[<prev] [next>] [thread-next>] [day] [month] [year] [list]
Message-ID: <20260121231140.832332-1-tj@kernel.org>
Date: Wed, 21 Jan 2026 13:11:06 -1000
From: Tejun Heo <tj@...nel.org>
To: linux-kernel@...r.kernel.org,
sched-ext@...ts.linux.dev
Cc: void@...ifault.com,
andrea.righi@...ux.dev,
changwoo@...lia.com,
emil@...alapatis.com,
Tejun Heo <tj@...nel.org>
Subject: [PATCHSET v1 sched_ext/for-6.20] sched_ext: Implement cgroup sub-scheduler support
This patchset implements cgroup sub-scheduler support for sched_ext, enabling
multiple scheduler instances to be attached to the cgroup hierarchy. This is a
partial implementation focusing on the dispatch path - select_cpu and enqueue
paths will be updated in subsequent patchsets. While incomplete, the dispatch
path changes are sufficient to demonstrate and exercise the core sub-scheduler
structures.
Motivation
==========
Applications often have domain-specific knowledge that generic schedulers cannot
possess. Database systems understand query priorities and lock holder
criticality. Virtual machine monitors can coordinate with guest schedulers and
handle vCPU placement intelligently. Game engines know rendering deadlines and
which threads are latency-critical.
On multi-tenant systems where multiple such workloads coexist, implementing
application-customized scheduling is difficult. Hard partitioning with cpuset
lacks the dynamism needed - users often don't care about specific CPU
assignments and want optimizations enabled by sharing a larger machine:
opportunistic over-commit, improving latency-critical workload characteristics
while maintaining bandwidth fairness, and packing similar workloads on the same
L3 caches for efficiency.
Sub-scheduler support addresses this by allowing schedulers to be attached to
the cgroup hierarchy. Each application domain runs its own BPF scheduler
tailored to its needs, while a parent scheduler dynamically controls CPU
allocation to children without static partitioning.
Structure
=========
Schedulers attach to cgroup nodes forming a hierarchy up to SCX_SUB_MAX_DEPTH
(4) levels deep. Each scheduler instance maintains its own state including
default time slice, watchdog, and bypass mode. Tasks belong to exactly one
scheduler - the one attached to their cgroup or the nearest ancestor with a
scheduler attached.
A parent scheduler is responsible for allocating CPU time to its children. When
a parent's ops.dispatch() is invoked, it can call scx_bpf_sub_dispatch() to
trigger dispatch on a child scheduler, allowing the parent to control when and
how much CPU time each child receives. Currently only the dispatch path supports
this - ops.select_cpu() and ops.enqueue() always operate on the task's own
scheduler. Full support for these paths will follow in subsequent patchsets.
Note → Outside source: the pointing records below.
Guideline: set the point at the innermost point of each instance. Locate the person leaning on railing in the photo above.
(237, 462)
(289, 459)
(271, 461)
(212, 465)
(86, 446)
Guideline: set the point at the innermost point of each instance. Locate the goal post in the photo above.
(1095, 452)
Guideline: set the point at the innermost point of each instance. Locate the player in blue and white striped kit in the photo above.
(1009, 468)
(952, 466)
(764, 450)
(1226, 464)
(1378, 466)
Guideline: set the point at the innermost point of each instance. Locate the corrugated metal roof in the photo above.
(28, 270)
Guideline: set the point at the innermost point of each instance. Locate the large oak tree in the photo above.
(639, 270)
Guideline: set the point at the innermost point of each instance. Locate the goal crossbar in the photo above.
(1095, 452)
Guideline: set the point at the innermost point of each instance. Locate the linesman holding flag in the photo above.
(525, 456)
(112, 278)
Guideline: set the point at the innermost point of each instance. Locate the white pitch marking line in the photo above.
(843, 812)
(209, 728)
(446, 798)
Kfuncs use the new KF_IMPLICIT_ARGS BPF feature to identify their calling
scheduler - the kernel passes bpf_prog_aux implicitly, from which scx_prog_sched()
finds the associated scx_sched. This enables authority enforcement ensuring
schedulers can only manipulate their own tasks, preventing cross-scheduler
interference.
Bypass mode, used for error recovery and orderly shutdown, propagates
hierarchically - when a scheduler enters bypass, its descendants follow. This
ensures forward progress even when nested schedulers malfunction. The dump
infrastructure supports multiple schedulers, identifying which scheduler each
task and DSQ belongs to for debugging.
Patches
=======
0001-0004: Preparatory changes exposing cgroup helpers, adding cgroup subtree
iteration for sched_ext, passing kernel_clone_args to scx_fork(), and reordering
sched_post_fork() after cgroup_post_fork().
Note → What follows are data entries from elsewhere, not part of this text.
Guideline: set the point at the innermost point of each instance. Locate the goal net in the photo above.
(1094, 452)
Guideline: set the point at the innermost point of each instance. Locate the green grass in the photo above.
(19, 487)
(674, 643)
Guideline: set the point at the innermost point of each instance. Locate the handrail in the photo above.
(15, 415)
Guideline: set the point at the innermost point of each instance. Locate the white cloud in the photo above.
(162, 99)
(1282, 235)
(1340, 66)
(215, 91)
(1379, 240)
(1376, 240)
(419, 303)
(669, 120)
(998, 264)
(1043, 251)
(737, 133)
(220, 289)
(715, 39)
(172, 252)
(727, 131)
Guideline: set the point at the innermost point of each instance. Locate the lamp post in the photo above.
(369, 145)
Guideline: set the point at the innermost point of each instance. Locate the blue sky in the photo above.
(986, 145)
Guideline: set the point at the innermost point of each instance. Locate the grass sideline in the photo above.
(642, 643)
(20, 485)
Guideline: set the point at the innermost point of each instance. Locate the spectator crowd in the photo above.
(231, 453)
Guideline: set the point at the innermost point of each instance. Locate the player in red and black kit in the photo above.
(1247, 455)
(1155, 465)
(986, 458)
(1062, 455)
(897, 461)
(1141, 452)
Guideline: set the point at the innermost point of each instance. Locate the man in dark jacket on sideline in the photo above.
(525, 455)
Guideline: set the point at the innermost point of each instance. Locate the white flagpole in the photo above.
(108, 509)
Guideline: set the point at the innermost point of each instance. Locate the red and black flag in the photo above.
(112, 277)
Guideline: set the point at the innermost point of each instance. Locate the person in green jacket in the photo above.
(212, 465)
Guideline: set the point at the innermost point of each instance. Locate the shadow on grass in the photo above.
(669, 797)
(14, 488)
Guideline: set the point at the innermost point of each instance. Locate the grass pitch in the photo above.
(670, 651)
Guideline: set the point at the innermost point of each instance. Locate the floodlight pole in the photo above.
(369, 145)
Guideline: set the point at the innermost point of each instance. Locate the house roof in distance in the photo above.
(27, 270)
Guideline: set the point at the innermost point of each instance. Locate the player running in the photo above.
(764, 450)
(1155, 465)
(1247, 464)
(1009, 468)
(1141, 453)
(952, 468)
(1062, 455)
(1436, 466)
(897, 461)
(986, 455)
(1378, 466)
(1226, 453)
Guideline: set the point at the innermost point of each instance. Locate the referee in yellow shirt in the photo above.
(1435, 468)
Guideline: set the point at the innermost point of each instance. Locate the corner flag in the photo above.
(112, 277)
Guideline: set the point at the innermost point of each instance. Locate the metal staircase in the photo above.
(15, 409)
0005-0006: Reorganize enable/disable paths in preparation for multiple scheduler
instances.
0007-0009: Core sub-scheduler infrastructure introducing scx_sched structure,
cgroup attachment, scx_task_sched() for task-to-scheduler mapping, and
scx_prog_sched() for BPF program-to-scheduler association.
0010-0012: Authority enforcement ensuring schedulers can only manipulate their
own tasks in dispatch, DSQ operations, and task state updates.
0013-0014: Refactor task init/exit helpers and update scx_prio_less() to handle
tasks from different schedulers.
0015-0018: Migrate global state to per-scheduler fields: default slice, aborting
flag, bypass DSQ, and bypass state.
0019-0023: Implement hierarchical bypass mode where bypass state propagates from
parent to descendants, with proper separation of bypass dispatch enabling.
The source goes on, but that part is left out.